Na segunda-feira, 7 de julho de 2025, um caso chamou a atenção da mídia e do público. Um homem, de identidade não revelada, invadiu o restaurante Don León, na quadra 112 da asa sul, em busca de bebidas, mas foi morto pelo dono do estabelecimento. O acontecimento está sendo investigado pela 1ª Delegacia de Polícia da Asa Sul. O caso rapidamente ganhou as manchetes e suscitou debates acalorados: existe legítima defesa de bem jurídico – patrimônio?

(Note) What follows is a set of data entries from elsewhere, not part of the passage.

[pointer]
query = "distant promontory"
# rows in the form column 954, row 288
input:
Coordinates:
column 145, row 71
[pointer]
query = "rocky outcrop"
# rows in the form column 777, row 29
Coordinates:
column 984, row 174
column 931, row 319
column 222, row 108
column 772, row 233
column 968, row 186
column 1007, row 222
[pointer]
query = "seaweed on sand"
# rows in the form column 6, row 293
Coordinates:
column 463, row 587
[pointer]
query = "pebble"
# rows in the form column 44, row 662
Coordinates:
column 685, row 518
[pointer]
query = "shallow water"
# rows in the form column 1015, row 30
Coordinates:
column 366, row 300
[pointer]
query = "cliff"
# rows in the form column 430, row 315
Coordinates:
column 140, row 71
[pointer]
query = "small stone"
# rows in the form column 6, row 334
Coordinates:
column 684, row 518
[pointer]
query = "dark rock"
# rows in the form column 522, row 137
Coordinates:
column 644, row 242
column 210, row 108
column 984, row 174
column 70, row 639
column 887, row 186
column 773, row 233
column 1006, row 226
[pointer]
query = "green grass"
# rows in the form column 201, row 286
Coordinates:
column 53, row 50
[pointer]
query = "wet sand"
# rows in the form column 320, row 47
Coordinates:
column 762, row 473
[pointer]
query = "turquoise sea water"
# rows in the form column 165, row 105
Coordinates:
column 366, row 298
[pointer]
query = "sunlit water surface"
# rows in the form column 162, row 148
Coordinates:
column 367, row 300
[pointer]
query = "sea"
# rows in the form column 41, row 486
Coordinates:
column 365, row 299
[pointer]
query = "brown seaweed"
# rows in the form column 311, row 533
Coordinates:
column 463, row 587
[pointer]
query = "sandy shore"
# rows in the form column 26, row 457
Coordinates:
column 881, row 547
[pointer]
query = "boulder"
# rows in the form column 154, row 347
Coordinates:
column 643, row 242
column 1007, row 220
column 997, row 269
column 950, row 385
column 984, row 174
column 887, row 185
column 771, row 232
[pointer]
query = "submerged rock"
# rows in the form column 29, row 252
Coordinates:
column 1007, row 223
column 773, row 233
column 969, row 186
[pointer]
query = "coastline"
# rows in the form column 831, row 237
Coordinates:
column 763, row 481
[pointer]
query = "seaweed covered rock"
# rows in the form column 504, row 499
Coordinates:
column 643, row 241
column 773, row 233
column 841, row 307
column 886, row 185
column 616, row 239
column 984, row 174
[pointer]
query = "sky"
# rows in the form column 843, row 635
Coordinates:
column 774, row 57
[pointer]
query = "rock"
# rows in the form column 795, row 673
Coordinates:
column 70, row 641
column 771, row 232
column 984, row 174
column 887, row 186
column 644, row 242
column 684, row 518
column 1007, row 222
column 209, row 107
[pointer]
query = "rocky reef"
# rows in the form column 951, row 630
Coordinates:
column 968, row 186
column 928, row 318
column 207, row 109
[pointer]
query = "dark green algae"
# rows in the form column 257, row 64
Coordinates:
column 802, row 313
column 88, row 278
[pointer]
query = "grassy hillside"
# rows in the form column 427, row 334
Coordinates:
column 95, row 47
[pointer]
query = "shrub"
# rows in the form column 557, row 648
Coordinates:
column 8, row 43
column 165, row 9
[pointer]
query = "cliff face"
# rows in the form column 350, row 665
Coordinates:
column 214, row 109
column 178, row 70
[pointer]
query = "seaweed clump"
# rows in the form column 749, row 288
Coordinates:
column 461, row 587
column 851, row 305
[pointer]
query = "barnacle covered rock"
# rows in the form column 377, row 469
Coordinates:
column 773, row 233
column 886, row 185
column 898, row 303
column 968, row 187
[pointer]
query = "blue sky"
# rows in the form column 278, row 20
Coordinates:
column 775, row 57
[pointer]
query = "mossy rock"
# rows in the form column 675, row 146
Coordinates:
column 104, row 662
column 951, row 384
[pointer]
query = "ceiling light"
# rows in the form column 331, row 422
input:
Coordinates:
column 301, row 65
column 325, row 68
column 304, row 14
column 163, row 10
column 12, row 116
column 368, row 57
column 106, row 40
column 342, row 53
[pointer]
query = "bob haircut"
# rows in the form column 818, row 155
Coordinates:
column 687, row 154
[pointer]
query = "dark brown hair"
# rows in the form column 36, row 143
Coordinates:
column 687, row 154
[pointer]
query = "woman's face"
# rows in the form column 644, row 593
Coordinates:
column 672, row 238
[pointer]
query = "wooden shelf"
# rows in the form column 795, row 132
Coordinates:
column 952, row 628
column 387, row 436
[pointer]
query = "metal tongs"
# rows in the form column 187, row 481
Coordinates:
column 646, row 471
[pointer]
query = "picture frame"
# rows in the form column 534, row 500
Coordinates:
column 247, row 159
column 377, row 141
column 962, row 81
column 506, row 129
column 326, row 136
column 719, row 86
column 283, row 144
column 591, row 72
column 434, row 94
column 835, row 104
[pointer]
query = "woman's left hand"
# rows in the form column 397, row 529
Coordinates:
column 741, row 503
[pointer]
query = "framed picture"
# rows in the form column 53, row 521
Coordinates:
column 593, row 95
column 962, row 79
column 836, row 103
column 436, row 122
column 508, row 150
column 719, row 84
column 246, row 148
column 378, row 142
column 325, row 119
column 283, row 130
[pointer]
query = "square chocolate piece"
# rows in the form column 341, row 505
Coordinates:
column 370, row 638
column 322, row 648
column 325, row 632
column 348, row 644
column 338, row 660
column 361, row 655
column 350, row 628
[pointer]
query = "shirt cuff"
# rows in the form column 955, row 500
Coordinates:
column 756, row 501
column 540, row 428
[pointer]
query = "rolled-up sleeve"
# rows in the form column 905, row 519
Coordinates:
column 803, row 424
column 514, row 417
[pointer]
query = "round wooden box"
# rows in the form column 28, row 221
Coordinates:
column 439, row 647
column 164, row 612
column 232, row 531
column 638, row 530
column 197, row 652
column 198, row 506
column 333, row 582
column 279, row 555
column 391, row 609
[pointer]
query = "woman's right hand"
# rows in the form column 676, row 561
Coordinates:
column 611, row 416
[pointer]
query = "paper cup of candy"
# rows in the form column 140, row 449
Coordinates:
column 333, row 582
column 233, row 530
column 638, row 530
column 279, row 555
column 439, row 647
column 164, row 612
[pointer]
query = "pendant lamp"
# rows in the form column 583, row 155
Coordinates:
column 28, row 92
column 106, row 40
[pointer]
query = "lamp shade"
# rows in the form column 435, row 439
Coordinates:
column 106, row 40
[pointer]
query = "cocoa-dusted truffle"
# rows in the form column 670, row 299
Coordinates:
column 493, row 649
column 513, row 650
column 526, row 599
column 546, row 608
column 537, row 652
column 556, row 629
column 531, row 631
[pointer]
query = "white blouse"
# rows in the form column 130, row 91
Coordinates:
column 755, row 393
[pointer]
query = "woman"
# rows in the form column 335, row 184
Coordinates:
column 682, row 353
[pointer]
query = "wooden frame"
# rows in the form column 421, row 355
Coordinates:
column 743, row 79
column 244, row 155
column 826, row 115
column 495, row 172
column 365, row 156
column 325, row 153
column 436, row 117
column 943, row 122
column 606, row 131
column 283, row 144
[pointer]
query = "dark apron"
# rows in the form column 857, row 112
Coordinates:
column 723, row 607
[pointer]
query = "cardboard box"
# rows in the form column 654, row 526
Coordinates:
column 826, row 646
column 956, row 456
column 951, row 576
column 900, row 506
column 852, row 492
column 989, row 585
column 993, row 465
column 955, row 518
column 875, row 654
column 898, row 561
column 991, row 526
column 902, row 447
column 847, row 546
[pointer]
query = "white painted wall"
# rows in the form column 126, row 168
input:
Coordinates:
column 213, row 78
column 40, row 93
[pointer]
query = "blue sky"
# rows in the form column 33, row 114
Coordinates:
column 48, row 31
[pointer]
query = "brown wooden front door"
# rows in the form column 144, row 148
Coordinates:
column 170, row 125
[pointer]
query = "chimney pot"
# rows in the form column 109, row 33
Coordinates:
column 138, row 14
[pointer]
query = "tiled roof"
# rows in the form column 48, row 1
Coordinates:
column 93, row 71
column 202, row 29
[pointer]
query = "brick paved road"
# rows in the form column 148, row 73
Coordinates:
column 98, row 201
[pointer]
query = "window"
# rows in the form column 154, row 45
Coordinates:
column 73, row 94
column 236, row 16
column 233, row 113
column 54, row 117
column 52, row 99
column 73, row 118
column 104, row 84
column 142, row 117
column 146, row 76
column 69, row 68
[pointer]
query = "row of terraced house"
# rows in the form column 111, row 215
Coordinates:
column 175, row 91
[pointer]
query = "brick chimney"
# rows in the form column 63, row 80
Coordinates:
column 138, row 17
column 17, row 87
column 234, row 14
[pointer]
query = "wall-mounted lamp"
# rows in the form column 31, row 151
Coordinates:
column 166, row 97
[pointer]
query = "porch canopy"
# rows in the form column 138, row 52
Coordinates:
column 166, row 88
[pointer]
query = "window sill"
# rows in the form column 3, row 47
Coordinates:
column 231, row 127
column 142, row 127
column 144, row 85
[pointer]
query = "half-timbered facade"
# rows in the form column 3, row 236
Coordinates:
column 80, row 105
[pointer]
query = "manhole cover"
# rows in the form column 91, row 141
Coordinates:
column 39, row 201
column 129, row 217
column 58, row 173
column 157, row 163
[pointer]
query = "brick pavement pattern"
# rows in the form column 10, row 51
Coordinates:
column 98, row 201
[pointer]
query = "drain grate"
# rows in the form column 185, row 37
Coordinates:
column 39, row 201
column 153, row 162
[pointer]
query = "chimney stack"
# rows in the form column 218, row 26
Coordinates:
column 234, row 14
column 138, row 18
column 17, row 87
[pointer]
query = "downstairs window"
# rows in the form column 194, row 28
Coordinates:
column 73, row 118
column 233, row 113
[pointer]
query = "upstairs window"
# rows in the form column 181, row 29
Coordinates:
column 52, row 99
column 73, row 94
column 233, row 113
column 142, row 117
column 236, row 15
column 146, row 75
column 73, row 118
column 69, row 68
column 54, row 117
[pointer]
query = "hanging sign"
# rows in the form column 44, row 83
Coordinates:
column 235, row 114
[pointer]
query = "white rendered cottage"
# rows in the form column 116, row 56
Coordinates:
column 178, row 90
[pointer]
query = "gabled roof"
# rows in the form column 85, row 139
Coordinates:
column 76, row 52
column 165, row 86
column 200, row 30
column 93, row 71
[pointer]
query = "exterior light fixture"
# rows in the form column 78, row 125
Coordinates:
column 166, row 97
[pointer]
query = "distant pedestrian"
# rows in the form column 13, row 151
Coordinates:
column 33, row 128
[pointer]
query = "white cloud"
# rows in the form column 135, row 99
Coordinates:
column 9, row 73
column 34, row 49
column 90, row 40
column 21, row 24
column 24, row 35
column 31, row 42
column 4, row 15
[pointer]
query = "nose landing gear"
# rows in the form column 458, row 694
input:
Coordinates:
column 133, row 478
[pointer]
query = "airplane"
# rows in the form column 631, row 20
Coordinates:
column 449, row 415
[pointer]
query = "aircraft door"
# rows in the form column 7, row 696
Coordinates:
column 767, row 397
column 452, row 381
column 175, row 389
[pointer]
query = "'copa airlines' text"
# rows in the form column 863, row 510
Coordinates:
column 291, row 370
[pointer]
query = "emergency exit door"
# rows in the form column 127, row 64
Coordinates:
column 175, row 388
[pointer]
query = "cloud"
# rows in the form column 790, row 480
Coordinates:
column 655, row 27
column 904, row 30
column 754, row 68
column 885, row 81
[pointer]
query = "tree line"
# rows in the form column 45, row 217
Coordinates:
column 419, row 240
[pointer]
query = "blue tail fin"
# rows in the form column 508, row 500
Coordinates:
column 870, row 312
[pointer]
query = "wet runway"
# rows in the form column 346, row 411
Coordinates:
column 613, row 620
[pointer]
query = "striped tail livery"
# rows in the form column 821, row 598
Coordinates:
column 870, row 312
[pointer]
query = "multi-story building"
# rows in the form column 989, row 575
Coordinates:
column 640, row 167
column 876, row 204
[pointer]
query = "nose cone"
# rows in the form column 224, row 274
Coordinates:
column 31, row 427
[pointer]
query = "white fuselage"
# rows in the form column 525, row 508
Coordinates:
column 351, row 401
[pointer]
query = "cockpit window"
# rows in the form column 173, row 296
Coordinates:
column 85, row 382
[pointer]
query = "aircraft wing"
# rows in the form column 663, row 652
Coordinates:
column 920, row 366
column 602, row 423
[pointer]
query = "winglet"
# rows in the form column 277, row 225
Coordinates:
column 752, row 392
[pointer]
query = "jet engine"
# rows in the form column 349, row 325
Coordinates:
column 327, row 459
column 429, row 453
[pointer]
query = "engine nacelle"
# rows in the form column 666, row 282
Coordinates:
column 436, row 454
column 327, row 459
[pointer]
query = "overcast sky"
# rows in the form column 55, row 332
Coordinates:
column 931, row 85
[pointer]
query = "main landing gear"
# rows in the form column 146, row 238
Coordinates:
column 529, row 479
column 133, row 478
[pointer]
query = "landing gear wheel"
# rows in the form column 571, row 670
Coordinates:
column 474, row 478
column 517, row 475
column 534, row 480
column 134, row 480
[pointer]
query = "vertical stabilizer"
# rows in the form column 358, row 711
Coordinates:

Durante a madrugada, por volta das 7h, o invasor adentra o restaurante em busca de bebidas e começa a pegar alguns produtos da loja, mas não sabia que o dono do local e a esposa estavam dormindo no subsolo do comércio e o observavam pelas câmeras de segurança.

O dono Frederico Zampieri pegou um revólver calibre 38 herdado de seu pai e atirou 1 vez na cabeça do invasor. Ele foi levado à delegacia e solto em poucas horas após pagar a fiança no valor de R$800. Sendo amparado pelo artigo da legítima defesa, mas acabou sendo autuado em flagrante por posse irregular de arma de fogo, já que o revólver utilizado estava registrado no nome do pai do comerciante. 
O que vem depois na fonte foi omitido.